Vanessa Wagner has been one of France’s most distinctive pianists for more than twenty years, equally at home in the classical repertoire and in contemporary music. Her latest project is the complete recording of Philip Glass’s twenty piano Études, releasing on 10 October 10. She has performed many of these pieces over the years, but recording the full cycle allows her to show how the Études work together, revealing both their technical demands and their subtle musical ideas.
The album follows Wagner’s recent recordings of minimalist and contemporary music, including Inland (2019), The Study of the Invisible (2022), and Mirrored (2022), which included works by Meredith Monk, Bryce Dessner, Nico Muhly, and Brian Eno. With Philip Glass, she brings the same precision and clarity, shaped by years of performing the pieces in concert.

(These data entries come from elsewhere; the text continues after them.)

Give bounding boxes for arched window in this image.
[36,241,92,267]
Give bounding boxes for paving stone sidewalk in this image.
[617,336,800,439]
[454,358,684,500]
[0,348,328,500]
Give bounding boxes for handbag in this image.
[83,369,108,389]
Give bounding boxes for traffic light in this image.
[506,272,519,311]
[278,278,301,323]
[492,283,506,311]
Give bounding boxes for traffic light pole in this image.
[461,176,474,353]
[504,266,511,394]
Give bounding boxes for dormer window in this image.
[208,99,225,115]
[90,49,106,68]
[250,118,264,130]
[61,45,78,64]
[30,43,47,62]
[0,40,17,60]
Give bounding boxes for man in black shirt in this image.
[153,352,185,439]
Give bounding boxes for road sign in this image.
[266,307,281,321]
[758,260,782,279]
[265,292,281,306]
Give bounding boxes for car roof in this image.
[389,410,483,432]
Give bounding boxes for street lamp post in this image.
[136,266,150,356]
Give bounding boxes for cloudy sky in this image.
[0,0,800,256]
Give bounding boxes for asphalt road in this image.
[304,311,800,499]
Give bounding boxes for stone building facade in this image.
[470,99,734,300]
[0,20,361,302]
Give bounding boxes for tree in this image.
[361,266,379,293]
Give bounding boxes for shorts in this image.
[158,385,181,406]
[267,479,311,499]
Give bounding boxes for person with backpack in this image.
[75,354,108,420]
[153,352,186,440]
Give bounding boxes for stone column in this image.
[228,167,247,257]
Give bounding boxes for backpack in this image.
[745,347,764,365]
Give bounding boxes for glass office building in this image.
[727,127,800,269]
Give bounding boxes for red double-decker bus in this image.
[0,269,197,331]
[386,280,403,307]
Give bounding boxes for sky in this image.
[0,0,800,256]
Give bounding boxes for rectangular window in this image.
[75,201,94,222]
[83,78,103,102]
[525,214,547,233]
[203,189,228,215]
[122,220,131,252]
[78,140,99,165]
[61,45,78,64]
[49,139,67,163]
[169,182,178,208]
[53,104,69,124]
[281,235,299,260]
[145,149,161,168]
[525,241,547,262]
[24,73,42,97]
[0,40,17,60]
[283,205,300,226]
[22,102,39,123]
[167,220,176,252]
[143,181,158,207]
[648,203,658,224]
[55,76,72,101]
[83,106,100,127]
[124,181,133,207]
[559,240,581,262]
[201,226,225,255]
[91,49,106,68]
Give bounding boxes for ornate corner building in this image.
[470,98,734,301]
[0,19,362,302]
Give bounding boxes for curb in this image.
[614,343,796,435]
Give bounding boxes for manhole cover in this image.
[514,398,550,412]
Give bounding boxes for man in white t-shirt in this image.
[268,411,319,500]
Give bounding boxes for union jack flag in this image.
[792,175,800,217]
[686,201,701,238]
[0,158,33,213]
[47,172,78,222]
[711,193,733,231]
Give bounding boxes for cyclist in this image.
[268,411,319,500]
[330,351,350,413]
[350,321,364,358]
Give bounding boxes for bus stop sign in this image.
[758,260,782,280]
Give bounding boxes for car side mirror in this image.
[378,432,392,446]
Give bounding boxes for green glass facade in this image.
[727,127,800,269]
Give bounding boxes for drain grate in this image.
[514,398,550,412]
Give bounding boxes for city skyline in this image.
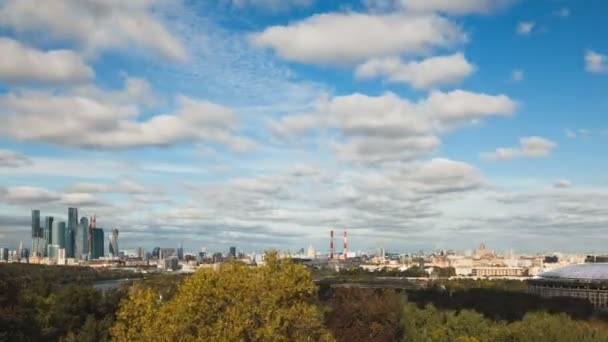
[0,0,608,253]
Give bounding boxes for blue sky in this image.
[0,0,608,252]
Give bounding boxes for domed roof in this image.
[539,263,608,281]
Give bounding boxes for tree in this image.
[326,288,402,342]
[112,253,333,341]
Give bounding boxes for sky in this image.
[0,0,608,253]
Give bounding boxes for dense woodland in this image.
[0,257,608,342]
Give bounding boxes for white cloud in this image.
[67,181,160,195]
[397,0,513,15]
[585,50,608,73]
[0,37,94,83]
[481,137,557,161]
[517,21,534,36]
[0,149,32,168]
[356,53,475,89]
[251,13,466,64]
[511,69,525,82]
[421,89,517,125]
[0,81,254,150]
[0,0,188,60]
[271,90,516,163]
[553,179,572,189]
[554,7,570,18]
[564,129,576,139]
[229,0,314,11]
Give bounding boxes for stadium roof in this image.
[539,263,608,281]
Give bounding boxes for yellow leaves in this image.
[112,254,333,342]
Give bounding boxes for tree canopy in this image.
[112,253,333,341]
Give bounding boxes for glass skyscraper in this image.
[91,228,104,259]
[74,216,89,259]
[42,216,53,254]
[32,210,42,238]
[65,208,78,258]
[49,221,66,248]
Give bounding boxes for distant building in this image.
[306,245,317,259]
[42,216,53,256]
[163,257,179,271]
[152,247,160,259]
[108,228,119,258]
[74,216,89,260]
[177,243,184,260]
[528,263,608,311]
[32,209,43,255]
[90,228,104,259]
[46,245,61,261]
[0,248,9,262]
[471,267,527,277]
[65,208,78,258]
[49,221,66,248]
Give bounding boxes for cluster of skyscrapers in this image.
[31,208,118,260]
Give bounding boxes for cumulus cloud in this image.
[355,53,475,89]
[0,149,32,168]
[398,0,513,15]
[0,81,254,151]
[0,0,188,60]
[271,90,516,163]
[230,0,314,11]
[585,50,608,74]
[0,37,94,83]
[517,21,534,36]
[511,69,525,82]
[421,89,517,125]
[251,13,466,64]
[553,179,572,189]
[481,137,557,161]
[554,7,570,18]
[68,181,160,195]
[0,186,108,207]
[564,128,576,139]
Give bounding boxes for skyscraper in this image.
[32,210,42,255]
[177,243,184,260]
[90,228,104,259]
[108,228,118,258]
[43,216,53,255]
[65,208,78,258]
[74,216,89,259]
[51,221,66,248]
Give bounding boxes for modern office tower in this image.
[137,247,146,260]
[51,221,66,248]
[74,217,89,259]
[90,228,104,259]
[177,243,184,260]
[47,244,63,259]
[65,208,78,258]
[152,247,160,259]
[42,216,53,256]
[108,228,118,258]
[32,209,42,255]
[0,248,8,261]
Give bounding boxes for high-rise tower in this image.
[65,208,78,258]
[74,216,89,259]
[32,209,42,256]
[108,228,118,258]
[42,216,53,255]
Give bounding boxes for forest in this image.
[0,255,608,342]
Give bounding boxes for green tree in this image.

We had the chance to speak to Vanessa Wagner about why she chose to record the complete cycle, how her relationship with the Études has developed, and the particular challenges and rewards of playing these pieces.
Philip Glass’s Études have become central to your artistic life. What drew you to them, and why the decision to record the complete cycle?
After more than a decade of performing Philip Glass’s music and including several of his Études on my previous recordings, I felt the need to take things further and record the complete cycle. Heard as a whole, these pieces reveal a more emblematic and radical dimension.
For me, it is both a declaration of love to a composer who, in many ways, transformed my path as a “classical” musician, and an invitation to recognize these two books of Études as one of the landmark cycles of our time.
How do you approach interpreting Glass’s Études, and what personal perspective do you bring to the music?
I come to Glass’s music with the experience of three decades spent across the full spectrum of the classical repertoire—from romantic to impressionist to contemporary. In his works, I bring not only my own story but also the musical legacy I’ve carried with me.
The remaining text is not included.